When Brittany met Emerson, she thought they could have some fun together for a few weeks before she moved to Georgia for a master’s program. “I thought we could have a fun fling for a few weeks, and I would move away and never see him again, but the day I flew out of Washington, I called Emerson and asked if he would be my boyfriend,” she says.

They had a long distance relationship for that first year. “We talked every night on the phone, and he visited as often as he could, until he ended up moving to Georgia with me in 2012,” she says.

The couple knew they were destined to be together, so they actually started planning their wedding even before Emerson proposed. “We put the deposits down on the caterer and photographer before we were ‘officially’ engaged, because you [have to] lock the good ones down! We had chosen the date about six months before Emerson actually proposed.”

While it was a given that they were headed toward wedded bliss, Emerson still wanted to surprise Brittany with his proposal. “I was irrationally nervous considering I was asking a question I already knew the answer to, but there is always a lingering nervousness, not in the response, but in whether or not the manner with which you propose will measure up,” he says.

Brittany knew he was planning something special when he banned her from checking the mail for months. “Unbeknownst to me, Emerson had emailed all of my friends and our families asking for letters of support for our relationship,” she says. “On the day he proposed, he gave me a scrapbook with letters from our parents and close friends explaining why we make a great couple and why we should be together. I also have a friend who drew an incredible portrait of both of us, which he gave me as well. It was the sweetest thing I ever saw. I was in my pajamas on the couch and had to take a break from everything because I was crying too hard.”

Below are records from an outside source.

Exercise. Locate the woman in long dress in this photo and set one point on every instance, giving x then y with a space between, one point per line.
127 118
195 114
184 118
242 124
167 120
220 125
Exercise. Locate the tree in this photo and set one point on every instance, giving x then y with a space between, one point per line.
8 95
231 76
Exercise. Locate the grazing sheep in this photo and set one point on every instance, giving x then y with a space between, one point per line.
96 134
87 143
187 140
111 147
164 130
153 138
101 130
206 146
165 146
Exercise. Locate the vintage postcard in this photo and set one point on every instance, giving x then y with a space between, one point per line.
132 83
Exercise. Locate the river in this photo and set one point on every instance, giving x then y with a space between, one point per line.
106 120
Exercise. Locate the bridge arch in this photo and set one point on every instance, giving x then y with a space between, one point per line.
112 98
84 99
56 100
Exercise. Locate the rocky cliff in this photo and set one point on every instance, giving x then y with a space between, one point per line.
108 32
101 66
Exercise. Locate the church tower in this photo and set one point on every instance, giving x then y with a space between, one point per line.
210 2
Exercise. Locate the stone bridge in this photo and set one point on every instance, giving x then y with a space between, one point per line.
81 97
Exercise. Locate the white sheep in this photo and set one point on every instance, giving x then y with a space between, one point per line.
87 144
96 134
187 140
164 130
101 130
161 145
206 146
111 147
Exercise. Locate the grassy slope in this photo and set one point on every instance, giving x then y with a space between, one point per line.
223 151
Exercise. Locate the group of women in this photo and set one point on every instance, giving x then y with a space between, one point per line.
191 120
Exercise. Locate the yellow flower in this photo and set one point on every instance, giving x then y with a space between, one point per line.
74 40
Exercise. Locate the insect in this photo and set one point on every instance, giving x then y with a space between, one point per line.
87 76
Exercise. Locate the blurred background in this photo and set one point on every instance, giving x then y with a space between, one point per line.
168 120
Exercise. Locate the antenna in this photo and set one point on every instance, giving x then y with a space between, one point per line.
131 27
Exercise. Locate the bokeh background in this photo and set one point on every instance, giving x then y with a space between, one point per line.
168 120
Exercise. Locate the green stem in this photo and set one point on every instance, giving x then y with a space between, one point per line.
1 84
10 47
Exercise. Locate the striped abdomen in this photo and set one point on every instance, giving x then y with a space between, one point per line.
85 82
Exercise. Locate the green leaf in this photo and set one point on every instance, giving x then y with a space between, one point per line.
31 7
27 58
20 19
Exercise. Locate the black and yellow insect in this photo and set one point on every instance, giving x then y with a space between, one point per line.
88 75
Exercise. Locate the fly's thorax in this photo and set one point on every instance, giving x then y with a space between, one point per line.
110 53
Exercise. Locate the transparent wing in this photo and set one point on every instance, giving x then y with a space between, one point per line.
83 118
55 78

The wedding was chock-full of DIY touches, including a family unity quilt Brittany made with pictures of every family member and notes from them as well. She said it took a year to execute, and she gave herself regular deadlines to keep herself on track.

She also made her own wedding dress. It took about eight months, and she made five practice dresses during the process. Emerson was her source of support when the task would overwhelm her. “Emerson was so patient with me at that time,” she says. “He took me out for a beer and reassured me that everything was going to be fine. Through the whole process, he also helped me make the dress—pinning me into the bodice and holding up mirrors so I could check all aspects of the gown. He was wonderful about it—although obviously we broke the rule of the groom not seeing the bride in the dress until the wedding day!”

Looking back on the day, they both agree it was a blur. “Your mind is atwitter with absolutely any and everything it can be, and your biochemistry is in shambles,” Emerson says. “That said, I remember how at ease I felt when I finally got to interact with Brittany.”